Chêne Chappelle. (Via Boing Boing)

Treehouse of Worship. Everyone loves a treehouse, especially one that dates from 1696 (built in a tree that’s over 800 years old, no less). Boing Boing uncovered the chapel in Allouville-Bellefosse, France dedicated to the Virgin Mary that was built in the hollowed out trunk caused by a lightning strike.

Talking Tanks. Who can forget the Mayor of Vilnius, Lithuania who, fed up with cars parked in the bike lane, crushed the offending vehicles with a tank. Classic. Transportation Nation couldn’t get enough of the car-crushing crusader, either, and has posted an interview where the mayor warns that tanks may return to the streets of Vilnius.

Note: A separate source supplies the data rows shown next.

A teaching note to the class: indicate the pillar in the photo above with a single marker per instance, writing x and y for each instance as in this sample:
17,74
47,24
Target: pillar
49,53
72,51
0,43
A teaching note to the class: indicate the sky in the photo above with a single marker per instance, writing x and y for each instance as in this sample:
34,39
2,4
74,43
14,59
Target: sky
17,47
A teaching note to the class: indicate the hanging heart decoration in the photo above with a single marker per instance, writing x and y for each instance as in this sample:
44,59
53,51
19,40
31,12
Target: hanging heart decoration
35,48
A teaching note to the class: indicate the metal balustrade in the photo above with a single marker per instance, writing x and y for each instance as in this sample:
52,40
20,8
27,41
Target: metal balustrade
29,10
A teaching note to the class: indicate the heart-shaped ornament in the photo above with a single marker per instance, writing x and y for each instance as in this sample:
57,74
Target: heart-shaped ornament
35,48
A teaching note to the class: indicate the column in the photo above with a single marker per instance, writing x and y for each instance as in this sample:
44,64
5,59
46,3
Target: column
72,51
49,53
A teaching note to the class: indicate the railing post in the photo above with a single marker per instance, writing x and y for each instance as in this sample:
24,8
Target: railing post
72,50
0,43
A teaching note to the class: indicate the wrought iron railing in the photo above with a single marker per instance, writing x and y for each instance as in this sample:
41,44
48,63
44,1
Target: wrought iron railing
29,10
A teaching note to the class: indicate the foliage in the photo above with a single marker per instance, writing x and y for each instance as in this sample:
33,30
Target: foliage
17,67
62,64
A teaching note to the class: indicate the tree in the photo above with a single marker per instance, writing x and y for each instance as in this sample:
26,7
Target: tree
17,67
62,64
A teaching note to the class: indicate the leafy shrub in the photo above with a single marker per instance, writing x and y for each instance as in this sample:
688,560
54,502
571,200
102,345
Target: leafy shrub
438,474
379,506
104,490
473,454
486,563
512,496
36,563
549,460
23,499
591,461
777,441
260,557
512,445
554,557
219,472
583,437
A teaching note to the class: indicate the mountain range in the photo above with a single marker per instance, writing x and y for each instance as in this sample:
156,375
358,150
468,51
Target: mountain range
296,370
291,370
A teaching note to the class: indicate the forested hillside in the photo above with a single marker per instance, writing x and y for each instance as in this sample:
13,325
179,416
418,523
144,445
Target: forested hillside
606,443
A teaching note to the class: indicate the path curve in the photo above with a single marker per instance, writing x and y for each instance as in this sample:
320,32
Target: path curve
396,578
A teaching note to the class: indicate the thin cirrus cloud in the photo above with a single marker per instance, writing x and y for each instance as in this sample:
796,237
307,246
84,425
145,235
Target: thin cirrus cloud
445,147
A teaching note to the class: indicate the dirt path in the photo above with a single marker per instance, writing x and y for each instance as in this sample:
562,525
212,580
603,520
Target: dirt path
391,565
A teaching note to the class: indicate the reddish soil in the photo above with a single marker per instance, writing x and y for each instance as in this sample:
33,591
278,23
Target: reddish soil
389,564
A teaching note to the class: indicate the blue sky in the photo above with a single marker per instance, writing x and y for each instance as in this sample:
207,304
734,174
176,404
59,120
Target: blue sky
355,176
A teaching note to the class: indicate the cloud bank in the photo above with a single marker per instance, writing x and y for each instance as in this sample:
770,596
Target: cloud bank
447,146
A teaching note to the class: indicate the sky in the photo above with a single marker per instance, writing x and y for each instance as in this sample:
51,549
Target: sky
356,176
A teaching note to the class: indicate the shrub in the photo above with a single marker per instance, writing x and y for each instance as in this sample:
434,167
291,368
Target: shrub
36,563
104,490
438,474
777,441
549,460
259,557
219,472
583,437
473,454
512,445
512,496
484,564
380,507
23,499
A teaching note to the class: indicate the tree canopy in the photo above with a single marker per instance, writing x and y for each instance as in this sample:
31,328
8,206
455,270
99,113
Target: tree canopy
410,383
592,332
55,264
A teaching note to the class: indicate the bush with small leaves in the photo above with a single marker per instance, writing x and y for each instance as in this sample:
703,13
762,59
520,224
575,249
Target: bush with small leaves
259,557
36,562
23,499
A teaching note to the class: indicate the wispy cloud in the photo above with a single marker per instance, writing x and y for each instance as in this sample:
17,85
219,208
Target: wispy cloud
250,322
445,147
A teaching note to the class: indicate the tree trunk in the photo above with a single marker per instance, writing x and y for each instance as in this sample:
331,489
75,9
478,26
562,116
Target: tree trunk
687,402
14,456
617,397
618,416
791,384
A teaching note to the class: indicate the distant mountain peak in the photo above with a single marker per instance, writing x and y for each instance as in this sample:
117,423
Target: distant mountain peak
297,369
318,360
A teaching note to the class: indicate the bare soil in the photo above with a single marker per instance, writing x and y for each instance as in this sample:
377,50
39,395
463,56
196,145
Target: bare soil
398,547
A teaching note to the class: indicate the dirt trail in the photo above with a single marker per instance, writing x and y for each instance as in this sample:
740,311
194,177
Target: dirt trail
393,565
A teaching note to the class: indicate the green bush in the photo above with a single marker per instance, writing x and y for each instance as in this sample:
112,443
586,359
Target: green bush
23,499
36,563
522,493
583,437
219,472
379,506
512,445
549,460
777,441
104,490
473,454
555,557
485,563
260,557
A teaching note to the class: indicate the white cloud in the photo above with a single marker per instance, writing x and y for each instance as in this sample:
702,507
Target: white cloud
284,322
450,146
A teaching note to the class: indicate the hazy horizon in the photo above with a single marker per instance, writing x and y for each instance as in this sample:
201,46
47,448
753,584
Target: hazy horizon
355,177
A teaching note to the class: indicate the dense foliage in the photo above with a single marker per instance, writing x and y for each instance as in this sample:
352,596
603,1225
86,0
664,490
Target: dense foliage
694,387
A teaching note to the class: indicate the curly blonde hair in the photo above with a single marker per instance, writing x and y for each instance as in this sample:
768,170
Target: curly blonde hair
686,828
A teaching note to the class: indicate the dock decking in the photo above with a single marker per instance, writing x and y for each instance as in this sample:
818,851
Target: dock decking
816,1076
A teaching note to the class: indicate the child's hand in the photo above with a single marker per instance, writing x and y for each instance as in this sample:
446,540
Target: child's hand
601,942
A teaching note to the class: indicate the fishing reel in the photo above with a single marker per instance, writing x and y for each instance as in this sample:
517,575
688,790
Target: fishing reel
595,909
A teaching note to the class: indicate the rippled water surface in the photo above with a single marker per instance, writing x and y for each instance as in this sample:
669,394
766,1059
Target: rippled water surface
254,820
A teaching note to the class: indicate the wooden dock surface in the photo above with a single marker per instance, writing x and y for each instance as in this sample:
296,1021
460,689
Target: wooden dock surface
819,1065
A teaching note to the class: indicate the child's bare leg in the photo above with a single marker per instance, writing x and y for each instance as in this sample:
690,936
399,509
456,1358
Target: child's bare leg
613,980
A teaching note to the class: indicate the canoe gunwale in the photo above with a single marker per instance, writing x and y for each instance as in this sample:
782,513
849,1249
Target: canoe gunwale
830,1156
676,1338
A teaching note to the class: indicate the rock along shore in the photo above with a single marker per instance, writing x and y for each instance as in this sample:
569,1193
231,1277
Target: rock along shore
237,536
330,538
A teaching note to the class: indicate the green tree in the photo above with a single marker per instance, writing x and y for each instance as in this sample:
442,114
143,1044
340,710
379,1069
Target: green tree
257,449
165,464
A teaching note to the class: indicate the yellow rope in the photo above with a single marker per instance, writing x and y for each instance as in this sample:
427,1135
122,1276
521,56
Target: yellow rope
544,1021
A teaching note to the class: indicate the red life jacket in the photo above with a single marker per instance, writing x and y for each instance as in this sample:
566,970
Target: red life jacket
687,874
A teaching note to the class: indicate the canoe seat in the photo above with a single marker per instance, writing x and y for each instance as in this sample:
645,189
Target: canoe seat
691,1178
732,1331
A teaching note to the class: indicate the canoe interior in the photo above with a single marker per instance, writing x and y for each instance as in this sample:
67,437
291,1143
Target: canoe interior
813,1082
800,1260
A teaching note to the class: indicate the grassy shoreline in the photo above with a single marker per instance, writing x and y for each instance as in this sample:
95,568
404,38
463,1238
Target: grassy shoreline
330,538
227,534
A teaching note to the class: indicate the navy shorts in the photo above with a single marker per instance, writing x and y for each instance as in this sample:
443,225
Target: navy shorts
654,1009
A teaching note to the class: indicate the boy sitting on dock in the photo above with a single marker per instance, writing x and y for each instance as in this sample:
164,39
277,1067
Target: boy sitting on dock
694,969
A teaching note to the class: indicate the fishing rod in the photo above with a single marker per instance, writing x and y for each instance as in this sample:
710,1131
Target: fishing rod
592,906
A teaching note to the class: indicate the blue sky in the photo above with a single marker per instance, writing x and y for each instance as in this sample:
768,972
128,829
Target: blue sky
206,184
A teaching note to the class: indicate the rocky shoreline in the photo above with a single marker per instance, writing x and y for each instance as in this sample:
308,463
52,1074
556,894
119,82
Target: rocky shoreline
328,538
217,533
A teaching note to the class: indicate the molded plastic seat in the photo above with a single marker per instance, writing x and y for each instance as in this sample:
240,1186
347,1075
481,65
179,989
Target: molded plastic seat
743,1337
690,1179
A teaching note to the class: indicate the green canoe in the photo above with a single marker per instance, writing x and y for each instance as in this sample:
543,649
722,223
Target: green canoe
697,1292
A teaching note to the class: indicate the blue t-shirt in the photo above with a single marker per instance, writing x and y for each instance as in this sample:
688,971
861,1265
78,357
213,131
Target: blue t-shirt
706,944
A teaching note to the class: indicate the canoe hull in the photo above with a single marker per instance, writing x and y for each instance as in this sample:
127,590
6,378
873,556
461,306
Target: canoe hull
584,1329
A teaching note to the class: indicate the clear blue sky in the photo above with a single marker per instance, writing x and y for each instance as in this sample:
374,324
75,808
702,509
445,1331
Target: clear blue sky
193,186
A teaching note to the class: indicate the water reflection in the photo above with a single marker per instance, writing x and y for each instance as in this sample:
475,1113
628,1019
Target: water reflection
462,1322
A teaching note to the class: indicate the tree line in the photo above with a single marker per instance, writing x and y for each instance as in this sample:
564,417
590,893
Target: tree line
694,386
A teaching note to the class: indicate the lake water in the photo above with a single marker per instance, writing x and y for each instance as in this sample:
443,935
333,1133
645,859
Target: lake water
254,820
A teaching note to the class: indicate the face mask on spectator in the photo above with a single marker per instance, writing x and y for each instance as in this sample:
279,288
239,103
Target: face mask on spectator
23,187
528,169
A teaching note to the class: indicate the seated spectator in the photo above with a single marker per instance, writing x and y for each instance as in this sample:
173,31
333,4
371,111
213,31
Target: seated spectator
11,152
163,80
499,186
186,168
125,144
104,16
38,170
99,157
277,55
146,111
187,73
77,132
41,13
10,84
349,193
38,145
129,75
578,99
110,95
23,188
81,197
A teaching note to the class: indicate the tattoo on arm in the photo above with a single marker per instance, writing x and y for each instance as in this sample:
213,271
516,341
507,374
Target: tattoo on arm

Frank Llego Wright. Will we ever tire of LEGOs? I hope not. LEGO has already immortalized Wright’s Fallingwater and his Guggenheim Museum in tiny plastic bricks, but Building Design just reported that the Prairie-style Robie House in Chicago is also available for architects and aspirants to assemble and adore.

Baking Buildings. Some of the most beautiful historic (and modern, too!) buildings feature terra cotta facades, but whether they’re ornate or sleek, we seldom have a chance to peek behind the scenes to see how the clay cladding is made. Buffalo Rising took a visit to a local terra cotta factory to check out what’s involved.